Pakistan's former Prime Minister Benazir Bhutto has begun talks with other opposition leaders to plan how to overturn the country's emergency rule.
Benazir Bhutto wants elections to be held on schedule
However, some important parties are not in attendance. Ms Bhutto's party has refrained from street protests, but is planning a rally for Friday.
A top official from President Pervez Musharraf's party said emergency rule might only last two or three weeks.
But a BBC correspondent says the party has been giving conflicting signals.
Chaudhry Shujaat Hussain, president of the ruling Pakistan Muslim League, told the Dawn newspaper: "I'm sure it will end in two to three weeks as President Pervez Musharraf is aware of the consequences of long emergency rule."
But there appears to be a split between those members of the party advocating that parliamentary elections should be held on schedule - by mid-January - and those who want them postponed, says the BBC's Barbara Plett in the capital, Islamabad.
Meanwhile some 2,000 lawyers and students have begun a protest in Islamabad.
Threat to rally
Ms Bhutto heads the country's leading political group, the Pakistan People's Party. She has been joined in the Islamabad talks by a number of relatively small parties.
But the important MMA (United Council of Action) - an alliance of Islamic parties - is absent, as is the PML-N party of former Prime Minister Nawaz Sharif.

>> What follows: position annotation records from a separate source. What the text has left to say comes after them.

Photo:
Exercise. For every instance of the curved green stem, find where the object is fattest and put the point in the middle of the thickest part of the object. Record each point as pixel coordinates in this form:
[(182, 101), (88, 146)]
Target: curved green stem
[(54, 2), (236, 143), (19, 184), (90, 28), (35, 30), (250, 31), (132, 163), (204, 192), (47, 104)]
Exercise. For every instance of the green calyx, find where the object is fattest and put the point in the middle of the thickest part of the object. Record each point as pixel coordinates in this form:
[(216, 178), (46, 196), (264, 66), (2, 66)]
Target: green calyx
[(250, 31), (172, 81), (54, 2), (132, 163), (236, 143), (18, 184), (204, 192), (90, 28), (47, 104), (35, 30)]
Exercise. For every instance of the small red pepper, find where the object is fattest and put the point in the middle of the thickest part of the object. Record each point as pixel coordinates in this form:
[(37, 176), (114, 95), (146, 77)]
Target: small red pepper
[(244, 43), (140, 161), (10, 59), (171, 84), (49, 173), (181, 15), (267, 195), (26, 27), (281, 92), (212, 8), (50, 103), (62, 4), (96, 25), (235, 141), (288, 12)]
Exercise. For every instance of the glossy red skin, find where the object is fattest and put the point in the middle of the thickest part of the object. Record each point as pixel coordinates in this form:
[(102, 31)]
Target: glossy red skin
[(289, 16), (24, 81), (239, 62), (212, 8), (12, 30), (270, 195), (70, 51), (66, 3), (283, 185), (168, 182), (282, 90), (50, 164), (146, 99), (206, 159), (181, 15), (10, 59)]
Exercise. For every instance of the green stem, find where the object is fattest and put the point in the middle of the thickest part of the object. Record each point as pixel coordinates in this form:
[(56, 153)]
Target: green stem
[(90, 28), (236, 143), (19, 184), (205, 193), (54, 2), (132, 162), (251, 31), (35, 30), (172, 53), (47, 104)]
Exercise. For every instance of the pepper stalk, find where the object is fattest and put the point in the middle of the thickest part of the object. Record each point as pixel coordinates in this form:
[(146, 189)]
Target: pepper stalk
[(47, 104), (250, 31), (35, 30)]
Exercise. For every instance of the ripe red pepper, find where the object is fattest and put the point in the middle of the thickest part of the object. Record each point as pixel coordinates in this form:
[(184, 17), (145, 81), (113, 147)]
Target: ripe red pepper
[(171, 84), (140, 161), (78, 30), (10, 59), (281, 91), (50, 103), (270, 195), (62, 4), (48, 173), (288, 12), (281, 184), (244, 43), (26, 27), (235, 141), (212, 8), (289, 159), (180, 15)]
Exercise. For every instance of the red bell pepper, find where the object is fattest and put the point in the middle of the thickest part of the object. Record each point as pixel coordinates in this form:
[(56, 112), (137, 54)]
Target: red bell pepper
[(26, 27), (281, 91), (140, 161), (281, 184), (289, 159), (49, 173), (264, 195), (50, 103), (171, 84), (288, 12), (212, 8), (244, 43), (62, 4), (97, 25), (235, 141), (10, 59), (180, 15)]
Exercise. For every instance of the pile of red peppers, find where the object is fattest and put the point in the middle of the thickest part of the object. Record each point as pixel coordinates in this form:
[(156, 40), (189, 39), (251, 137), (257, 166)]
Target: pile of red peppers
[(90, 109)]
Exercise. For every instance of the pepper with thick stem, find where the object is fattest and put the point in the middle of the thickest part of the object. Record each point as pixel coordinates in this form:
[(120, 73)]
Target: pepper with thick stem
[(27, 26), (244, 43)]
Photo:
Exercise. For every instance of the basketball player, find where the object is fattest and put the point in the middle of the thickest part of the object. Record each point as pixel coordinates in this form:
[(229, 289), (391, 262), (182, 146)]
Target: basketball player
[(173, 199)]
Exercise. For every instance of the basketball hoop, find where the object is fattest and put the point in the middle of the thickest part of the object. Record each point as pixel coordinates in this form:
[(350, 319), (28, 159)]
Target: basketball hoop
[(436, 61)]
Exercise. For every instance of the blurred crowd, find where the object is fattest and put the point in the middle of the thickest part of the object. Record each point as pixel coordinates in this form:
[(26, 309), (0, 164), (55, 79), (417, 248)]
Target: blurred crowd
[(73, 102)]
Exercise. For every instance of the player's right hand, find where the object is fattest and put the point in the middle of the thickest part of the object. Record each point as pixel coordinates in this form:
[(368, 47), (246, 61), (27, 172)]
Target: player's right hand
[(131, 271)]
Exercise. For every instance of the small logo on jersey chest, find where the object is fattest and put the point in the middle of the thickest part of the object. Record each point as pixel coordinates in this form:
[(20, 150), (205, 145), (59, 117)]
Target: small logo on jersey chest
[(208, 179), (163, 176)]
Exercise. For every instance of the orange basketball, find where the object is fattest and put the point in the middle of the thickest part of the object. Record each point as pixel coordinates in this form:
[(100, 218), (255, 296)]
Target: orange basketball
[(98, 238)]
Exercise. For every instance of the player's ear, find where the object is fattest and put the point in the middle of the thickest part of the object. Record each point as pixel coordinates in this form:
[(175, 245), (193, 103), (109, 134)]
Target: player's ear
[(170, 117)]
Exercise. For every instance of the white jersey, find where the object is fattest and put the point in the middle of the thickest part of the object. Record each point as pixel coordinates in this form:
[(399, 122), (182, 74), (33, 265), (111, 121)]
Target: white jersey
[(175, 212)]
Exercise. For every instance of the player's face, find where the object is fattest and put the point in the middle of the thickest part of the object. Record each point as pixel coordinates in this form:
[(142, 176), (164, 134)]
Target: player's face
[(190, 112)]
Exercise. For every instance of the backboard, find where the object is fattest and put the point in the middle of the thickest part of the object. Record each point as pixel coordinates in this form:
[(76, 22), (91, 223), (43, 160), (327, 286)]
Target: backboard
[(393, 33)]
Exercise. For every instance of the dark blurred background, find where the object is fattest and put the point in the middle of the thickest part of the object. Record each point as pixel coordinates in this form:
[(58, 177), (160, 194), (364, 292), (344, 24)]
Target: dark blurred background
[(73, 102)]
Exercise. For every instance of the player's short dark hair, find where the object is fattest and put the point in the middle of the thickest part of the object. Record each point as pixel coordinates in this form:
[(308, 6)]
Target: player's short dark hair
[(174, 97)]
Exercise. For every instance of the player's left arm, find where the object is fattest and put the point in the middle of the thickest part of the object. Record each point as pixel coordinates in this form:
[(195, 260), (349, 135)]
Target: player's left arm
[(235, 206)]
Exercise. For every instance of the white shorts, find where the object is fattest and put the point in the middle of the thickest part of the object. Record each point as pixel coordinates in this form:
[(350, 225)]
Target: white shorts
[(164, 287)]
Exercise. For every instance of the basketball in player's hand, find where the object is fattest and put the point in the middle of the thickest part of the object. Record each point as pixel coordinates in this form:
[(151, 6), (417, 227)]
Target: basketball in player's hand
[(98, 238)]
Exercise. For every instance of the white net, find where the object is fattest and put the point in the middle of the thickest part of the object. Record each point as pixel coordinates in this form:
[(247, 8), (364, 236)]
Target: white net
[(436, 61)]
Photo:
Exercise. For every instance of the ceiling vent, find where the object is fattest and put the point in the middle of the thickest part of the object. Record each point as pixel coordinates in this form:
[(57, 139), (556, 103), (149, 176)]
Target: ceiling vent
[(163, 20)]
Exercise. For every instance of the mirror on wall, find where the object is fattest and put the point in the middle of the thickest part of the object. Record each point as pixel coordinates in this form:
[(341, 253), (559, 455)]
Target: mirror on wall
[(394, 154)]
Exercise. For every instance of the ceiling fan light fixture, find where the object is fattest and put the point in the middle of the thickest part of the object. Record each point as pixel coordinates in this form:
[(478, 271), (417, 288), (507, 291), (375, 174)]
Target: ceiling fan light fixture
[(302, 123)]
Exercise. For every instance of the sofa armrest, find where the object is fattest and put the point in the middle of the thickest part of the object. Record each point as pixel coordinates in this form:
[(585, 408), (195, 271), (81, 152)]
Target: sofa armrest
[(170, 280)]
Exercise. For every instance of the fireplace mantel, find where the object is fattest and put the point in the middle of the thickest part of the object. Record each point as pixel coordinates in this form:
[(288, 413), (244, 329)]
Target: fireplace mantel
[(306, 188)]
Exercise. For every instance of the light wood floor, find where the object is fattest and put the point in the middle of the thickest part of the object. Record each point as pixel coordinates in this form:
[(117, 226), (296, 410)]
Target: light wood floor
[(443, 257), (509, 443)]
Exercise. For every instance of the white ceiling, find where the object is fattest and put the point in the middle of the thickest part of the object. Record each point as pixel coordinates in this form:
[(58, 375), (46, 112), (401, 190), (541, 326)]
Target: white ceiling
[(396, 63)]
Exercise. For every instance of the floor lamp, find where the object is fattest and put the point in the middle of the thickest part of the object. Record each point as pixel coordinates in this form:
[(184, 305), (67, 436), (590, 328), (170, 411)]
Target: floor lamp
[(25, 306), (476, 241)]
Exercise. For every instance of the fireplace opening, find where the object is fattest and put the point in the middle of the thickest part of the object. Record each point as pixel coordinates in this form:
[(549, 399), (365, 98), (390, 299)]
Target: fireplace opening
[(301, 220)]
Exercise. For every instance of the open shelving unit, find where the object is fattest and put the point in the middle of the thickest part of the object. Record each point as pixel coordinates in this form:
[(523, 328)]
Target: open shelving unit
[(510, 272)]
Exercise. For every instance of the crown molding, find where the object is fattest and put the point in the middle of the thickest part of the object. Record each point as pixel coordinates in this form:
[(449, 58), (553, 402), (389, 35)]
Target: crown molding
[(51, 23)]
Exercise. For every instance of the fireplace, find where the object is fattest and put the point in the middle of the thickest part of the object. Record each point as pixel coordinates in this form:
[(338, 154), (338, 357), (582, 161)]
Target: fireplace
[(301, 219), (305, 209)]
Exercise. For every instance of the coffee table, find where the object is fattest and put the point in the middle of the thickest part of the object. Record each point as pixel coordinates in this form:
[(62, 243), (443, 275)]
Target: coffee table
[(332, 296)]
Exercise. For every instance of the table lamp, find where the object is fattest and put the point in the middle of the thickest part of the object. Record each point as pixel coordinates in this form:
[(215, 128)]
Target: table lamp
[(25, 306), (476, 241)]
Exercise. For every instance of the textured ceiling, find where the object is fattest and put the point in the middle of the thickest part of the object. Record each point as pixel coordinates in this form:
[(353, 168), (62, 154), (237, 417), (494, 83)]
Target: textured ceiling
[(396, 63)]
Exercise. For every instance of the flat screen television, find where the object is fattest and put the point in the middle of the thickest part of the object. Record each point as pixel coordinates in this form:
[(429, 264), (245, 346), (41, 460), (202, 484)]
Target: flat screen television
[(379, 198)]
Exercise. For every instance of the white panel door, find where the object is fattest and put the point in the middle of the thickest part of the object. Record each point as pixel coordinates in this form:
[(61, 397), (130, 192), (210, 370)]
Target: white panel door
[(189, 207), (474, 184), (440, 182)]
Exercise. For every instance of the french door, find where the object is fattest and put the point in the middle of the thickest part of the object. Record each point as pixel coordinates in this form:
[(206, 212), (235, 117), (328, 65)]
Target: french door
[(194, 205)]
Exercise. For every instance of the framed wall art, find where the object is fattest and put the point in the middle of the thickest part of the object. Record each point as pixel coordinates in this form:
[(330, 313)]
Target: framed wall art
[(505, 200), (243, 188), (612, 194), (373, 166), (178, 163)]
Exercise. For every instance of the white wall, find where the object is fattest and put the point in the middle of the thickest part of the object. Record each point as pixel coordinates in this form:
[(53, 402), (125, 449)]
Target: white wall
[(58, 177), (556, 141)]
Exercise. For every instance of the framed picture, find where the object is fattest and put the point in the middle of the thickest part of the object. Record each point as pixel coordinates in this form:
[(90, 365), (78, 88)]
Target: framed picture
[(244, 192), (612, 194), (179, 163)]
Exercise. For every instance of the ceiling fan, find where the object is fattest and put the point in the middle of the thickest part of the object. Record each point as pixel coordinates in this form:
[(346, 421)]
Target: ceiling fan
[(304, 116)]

The Movement for Justice Party of former cricket star Imran Khan is not at the talks either.
Mr Khan is in hiding, but appeared in a video on Wednesday calling for "massive street protests".
"I think that if we do not resist this, if we do not raise our voices against this, if we do not struggle against this, he [Gen Musharraf] is taking the country towards destruction," he said.
The opposition parties have so far not mobilised masses of supporters to join street protests, which have been led by lawyers and civil rights activists.
Hundreds of protesters have been arrested as police have stamped out demonstrations.
But Ms Bhutto has called on her Pakistan People's Party (PPP) to boycott parliament on Wednesday and hold a protest outside.
The PPP has also vowed to hold a rally on Friday in Rawalpindi, just outside the Pakistani capital, despite a ban on such demonstrations.
The aim is to increase pressure on President Musharraf to meet her two main demands - to give up his role as head of the army, and to hold elections - says the BBC's Shoaib Hasan in Islamabad.
"We denounce the government ban, and want to make it clear that our supporters and leaders will reach Rawalpindi for the rally," Babar Awan, a senior PPP member, told the Associated Press (AP) news agency.
However, the mayor of Rawalpindi, Javed Akhlas, vowed: "We will ensure that they don't violate the ban on rallies, and if they do it, the government will take action according to the law."
He told AP there was a "strong threat" of another suicide bomb attack against Ms Bhutto, who survived an assassination attempt on 18 October that killed more than 140 people.
Meanwhile the diplomatic pressure on Pakistan to end its state of emergency continues.
UN Secretary General Ban Ki-moon has insisted the country should return to civilian democratic rule.
He called for the release of political leaders and lawyers detained during the crisis in Pakistan and for restrictions on the media to be removed.
Protests have been continuing, with many participants being arrested
Pakistan's ambassador to the UN, Munir Akram, dismissed the demands.
"We think it's an internal matter and the United Nations has no business to pronounce itself on that," he told the BBC.
The UN Security Council, meanwhile, has been silent on Pakistan, in contrast to the stance it has taken recently over Burma, says the BBC's Laura Trevelyan at the UN.
The Security Council's mission is to deal with threats to international peace and security.
But Pakistan is seen as a country where the US has influence and is actively applying pressure, our correspondent says.
The Pakistani government's crackdown on pro-democracy activists continued on Tuesday with dozens of arrests reported.
The country's sacked chief justice, Iftikhar Chaudhry, called for his countrymen to "rise up" and restore the constitution.